‘Morning Joe’ sells out a news program for coffee to win the Media Putz award
Originally published on MediaPutz.com on June 11, 2009
Commercials are flooding our TV shows. Not alongside them like in commercial breaks, but actually in the shows themselves. Product placements are designed to “get past the hype” or “break through the cloud of advertising.” They seem to be more designed to annoy us in practice, but selling out is the trend.
But when it comes to news shows, there are supposed to be boundaries of ethics and taste. But not on Morning Joe, “brewed by Starbucks.”
Yes, the MSNBC morning news program is now hawking Starbucks as part of its morning news(?) programming. The reported price tag on the deal is more than $10 million.
It would be difficult to imagine that Starbucks would pay $10 million just to have coffee cups visible on the set of the basic cable morning show. Sure enough, as part of the [wink] deal, Joe Scarborough and Mika Brzezinski gave a softball interview to founder and CEO Howard Schultz. But even that doesn’t buy $10 million worth of product placement.
As Jon Stewart and “The Daily Show” (above) pointed out last week, there was unofficial commercials scattered throughout the morning program. And unlike commercial breaks, Starbucks doesn’t have to compete with other commercials.
But “Morning Joe” is a news show. And even if you pretend that Joe Scarborough and Willie Geist are not “journalists,” Brzezinski is as is contributor and noted alleged plagiarist Mike Barnicle.
The Starbucks tie-ins aren’t limited to the hosts, Brzezinski is also involved, which violates every modern journalism standard.
MSNBC President Phil Griffin said “Morning Joe” would still cover Starbucks if warranted. “They understand that we have standards.”
But what isn’t clear is whether “Morning Joe” might not cover them on a questionable story or give them better treatment. Or even worse, the show could treat a competitor in a worse fashion, such as Dunkin’ Donuts, on a story.
This is why news shows avoid such conflicts, so they don’t have these ethical issues. This is why newspapers have walls between advertising and editorial, so conflicts don’t come up.
Clearly, this isn’t the first instance of a company infiltrating a news program. Many sources have noted the old-time Camel News Caravan from (ironically) NBC in the 1950s. And this isn’t even the first time we have taken on this disturbing trend, noting last year when a Las Vegas TV station had a deal with McDonald’s Iced Coffee.
When advertising is alongside news programming, there is the fear that advertisers could make an impact on the content, either with a specific product or an “understanding” that controversial topics being covered might get ads yanked from the program.
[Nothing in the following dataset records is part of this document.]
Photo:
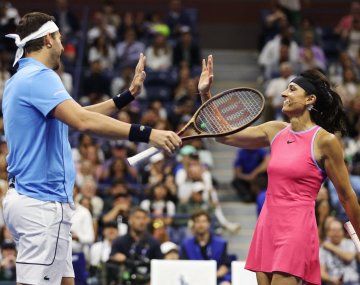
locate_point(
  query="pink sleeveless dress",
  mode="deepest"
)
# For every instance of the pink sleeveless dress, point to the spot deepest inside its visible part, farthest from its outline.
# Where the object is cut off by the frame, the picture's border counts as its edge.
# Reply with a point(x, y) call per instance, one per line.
point(286, 236)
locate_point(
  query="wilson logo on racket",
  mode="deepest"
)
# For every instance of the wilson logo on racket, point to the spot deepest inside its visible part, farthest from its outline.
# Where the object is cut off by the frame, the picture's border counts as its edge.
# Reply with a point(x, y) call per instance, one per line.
point(222, 115)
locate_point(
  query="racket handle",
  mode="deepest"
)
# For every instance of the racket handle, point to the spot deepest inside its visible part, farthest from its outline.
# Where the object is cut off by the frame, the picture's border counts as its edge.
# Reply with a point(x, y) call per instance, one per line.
point(350, 229)
point(143, 155)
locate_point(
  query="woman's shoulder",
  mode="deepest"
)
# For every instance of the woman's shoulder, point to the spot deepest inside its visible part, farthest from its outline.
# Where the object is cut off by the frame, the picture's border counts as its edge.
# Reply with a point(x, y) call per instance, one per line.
point(327, 141)
point(273, 127)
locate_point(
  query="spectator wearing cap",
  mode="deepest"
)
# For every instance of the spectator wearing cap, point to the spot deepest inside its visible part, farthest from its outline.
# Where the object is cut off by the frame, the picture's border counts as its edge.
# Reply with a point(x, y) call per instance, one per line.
point(338, 257)
point(179, 229)
point(170, 250)
point(189, 171)
point(96, 84)
point(137, 246)
point(204, 245)
point(118, 206)
point(159, 54)
point(159, 230)
point(128, 50)
point(186, 51)
point(159, 205)
point(277, 85)
point(103, 50)
point(65, 18)
point(176, 17)
point(7, 263)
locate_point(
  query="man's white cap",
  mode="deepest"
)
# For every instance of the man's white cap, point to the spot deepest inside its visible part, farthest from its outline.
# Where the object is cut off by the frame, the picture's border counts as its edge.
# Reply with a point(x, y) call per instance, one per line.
point(168, 246)
point(48, 28)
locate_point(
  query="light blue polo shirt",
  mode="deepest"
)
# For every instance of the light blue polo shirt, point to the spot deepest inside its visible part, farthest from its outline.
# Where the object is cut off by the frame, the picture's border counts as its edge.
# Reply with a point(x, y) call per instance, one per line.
point(39, 149)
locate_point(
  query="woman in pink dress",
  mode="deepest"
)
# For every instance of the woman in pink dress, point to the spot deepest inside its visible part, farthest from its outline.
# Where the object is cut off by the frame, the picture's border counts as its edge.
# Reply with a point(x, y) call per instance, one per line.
point(285, 246)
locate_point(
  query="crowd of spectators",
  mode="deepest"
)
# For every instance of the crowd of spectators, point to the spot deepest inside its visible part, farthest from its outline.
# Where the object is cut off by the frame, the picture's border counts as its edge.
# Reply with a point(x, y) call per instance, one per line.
point(291, 43)
point(125, 216)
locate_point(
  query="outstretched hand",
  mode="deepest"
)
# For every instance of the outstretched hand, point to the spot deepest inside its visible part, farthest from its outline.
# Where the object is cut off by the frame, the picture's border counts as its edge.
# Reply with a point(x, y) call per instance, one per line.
point(139, 77)
point(206, 78)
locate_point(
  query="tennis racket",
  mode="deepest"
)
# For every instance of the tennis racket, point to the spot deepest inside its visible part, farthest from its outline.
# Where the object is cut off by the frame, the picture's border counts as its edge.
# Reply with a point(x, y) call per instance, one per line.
point(221, 115)
point(350, 229)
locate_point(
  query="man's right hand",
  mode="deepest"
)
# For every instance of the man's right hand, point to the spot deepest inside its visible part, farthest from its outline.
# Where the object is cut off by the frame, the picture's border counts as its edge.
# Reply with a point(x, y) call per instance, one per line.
point(167, 140)
point(206, 79)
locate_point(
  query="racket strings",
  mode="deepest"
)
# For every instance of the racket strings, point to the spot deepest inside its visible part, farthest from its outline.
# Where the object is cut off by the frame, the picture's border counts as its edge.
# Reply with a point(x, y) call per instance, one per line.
point(229, 112)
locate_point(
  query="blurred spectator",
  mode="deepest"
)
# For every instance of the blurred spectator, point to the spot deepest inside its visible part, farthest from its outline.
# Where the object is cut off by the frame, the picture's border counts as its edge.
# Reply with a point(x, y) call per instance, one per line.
point(159, 230)
point(336, 69)
point(195, 203)
point(141, 26)
point(307, 26)
point(186, 52)
point(248, 165)
point(159, 205)
point(311, 56)
point(280, 49)
point(338, 257)
point(276, 86)
point(7, 263)
point(170, 250)
point(95, 83)
point(346, 23)
point(129, 49)
point(189, 172)
point(126, 24)
point(65, 18)
point(136, 249)
point(349, 88)
point(176, 17)
point(101, 27)
point(292, 8)
point(206, 246)
point(117, 207)
point(103, 51)
point(272, 21)
point(157, 25)
point(159, 54)
point(111, 17)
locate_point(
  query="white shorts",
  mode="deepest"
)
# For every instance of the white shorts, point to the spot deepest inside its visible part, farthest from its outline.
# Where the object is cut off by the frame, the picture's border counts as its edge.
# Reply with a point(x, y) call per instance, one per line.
point(41, 231)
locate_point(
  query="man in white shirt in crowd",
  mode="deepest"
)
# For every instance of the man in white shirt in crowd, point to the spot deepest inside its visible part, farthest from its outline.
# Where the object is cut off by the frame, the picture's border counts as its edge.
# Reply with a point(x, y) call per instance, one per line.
point(338, 257)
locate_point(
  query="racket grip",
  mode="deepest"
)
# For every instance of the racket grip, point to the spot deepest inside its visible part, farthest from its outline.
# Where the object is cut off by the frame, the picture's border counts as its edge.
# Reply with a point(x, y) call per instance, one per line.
point(143, 155)
point(350, 229)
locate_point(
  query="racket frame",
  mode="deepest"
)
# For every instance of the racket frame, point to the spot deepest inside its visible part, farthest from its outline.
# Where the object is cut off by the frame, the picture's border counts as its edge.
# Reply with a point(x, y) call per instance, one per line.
point(193, 118)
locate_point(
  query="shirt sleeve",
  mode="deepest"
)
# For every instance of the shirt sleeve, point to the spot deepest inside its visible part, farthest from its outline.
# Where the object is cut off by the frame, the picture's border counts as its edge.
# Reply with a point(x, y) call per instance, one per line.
point(47, 91)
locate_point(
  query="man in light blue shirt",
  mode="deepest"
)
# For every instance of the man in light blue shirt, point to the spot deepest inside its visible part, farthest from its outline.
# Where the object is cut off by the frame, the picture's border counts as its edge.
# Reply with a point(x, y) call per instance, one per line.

Not to be sanctimonious, but BuzzFlash has no fear from advertisers about what it covers since the Web site doesn’t accept advertising.
If somehow — and this is a stretch — the news consumer were to get $10 million toward news investigations such as a 3-part series on health care or the homeless or whether “clean coal” is clean, then maybe there would be a silver lining. Since we know that isn’t coming, there is absolutely no merit to this deal.
Especially on the television side, we have seen a precipitous decline in standards and ethics in news programs. Local newscasts run “news” stories that tie-in to prime-time network programming that they run. Gaining back waning credibility won’t be accomplished by having ads for a product during a news program.
The major problem with TV news programs is there isn’t enough time for real news stories. If we are going to lose precious air time to commercials within the program, we lose more than time and news stories. We lose the opportunity to be a better informed society, unless of course, we are trying to learn more about corporate coffee chains.
For selling out your program, we award “Morning Joe” the Media Putz of the week award. No sponsorship required.